- Born: March 23, 1924 Vienna, Austria
- Died: February 16, 2019 (aged 94) Stanford, California, US
- Education: Columbia University (BS Mathematics and Civil Engineering; MS Civil Engineering; PhD Applied Mechanics)
- Awards: D'Alembert Award (2005)
- Scientific career
- Fields: Applied mechanics
- Workplaces: Stanford University
- Notable students: Peter Likins

= Thomas R. Kane =

Thomas Reif Kane (March 23, 1924 - February 16, 2019) was a professor emeritus of applied mechanics at Stanford University.

==Early life==
Kane was born in Vienna, Austria. He immigrated to the United States with his parents in 1938 after Austria fell to Nazi Germany. In 1943, he enlisted in the United States Army and was stationed in the South Pacific as a combat photographer. From 1946 to 1953 he attended Columbia University during which he earned two BS degrees in mathematics and civil engineering, as well as an MS in civil engineering and a PhD in applied mechanics.

==Career==
In 1953, Dr. Kane joined the engineering faculty at the University of Pennsylvania as an assistant professor of mechanical engineering and three years later was promoted to associate professor.
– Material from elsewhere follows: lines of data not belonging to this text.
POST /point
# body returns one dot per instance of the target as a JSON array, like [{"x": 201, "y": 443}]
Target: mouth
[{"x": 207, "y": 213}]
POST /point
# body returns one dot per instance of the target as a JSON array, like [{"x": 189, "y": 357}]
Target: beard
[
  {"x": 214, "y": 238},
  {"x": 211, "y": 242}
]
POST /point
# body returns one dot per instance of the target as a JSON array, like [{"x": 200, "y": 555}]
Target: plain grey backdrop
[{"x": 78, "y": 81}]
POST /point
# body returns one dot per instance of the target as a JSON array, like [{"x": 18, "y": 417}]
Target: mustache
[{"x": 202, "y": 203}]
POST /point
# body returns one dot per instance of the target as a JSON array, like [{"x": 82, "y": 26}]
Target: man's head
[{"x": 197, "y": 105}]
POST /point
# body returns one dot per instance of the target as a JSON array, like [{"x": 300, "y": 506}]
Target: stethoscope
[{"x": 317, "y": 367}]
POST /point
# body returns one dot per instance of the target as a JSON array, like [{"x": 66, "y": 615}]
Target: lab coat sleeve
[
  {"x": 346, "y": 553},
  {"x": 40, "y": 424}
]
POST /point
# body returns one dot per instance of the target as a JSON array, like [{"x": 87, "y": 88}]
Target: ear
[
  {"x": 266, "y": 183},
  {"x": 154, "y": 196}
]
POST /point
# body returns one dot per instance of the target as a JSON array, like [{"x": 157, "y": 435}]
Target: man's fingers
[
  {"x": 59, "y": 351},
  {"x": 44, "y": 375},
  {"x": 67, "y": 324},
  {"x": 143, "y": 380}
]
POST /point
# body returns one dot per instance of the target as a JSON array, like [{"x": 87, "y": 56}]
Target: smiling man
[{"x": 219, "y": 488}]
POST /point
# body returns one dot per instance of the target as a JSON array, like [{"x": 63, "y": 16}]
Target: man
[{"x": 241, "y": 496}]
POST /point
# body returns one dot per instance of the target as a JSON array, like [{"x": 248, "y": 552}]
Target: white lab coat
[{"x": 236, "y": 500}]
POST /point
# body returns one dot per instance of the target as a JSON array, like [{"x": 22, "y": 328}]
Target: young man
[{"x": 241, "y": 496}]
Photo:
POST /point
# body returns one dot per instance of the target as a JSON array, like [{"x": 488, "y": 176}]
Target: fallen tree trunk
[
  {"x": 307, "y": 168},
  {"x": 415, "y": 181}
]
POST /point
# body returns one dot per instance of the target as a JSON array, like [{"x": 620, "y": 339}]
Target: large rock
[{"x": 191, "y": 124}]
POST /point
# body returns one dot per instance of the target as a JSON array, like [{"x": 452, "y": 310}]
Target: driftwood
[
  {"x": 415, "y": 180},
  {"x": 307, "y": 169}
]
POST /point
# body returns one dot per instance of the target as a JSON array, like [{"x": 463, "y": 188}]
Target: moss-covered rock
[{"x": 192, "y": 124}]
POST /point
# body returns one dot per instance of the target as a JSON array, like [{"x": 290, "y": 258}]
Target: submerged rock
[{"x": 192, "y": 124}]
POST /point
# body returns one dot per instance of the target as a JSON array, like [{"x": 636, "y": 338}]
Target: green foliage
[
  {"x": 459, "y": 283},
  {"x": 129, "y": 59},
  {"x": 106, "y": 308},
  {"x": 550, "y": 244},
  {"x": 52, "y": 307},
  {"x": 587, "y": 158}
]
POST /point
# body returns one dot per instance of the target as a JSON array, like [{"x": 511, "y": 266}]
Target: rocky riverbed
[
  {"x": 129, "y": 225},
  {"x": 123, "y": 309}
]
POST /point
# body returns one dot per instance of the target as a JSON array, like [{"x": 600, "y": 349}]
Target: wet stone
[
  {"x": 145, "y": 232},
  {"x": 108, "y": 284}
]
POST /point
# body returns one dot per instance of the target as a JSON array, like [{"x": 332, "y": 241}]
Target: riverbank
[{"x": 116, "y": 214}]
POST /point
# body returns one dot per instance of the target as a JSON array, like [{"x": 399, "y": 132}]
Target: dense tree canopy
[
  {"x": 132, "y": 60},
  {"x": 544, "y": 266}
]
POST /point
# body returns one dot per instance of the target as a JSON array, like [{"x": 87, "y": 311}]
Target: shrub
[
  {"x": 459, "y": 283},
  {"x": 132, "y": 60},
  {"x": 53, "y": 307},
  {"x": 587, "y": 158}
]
While at Penn, he served as a research engineer and on the committee whose focus was investigating the question of sabbatical leave.

In the 1960s, Kane devised a method for formulating equations of motion for complex mechanical systems that requires less labor and leads to simpler equations than the classical approaches, while avoiding the vagueness of virtual quantities. The method is based on the use of partial angular velocities and partial velocities.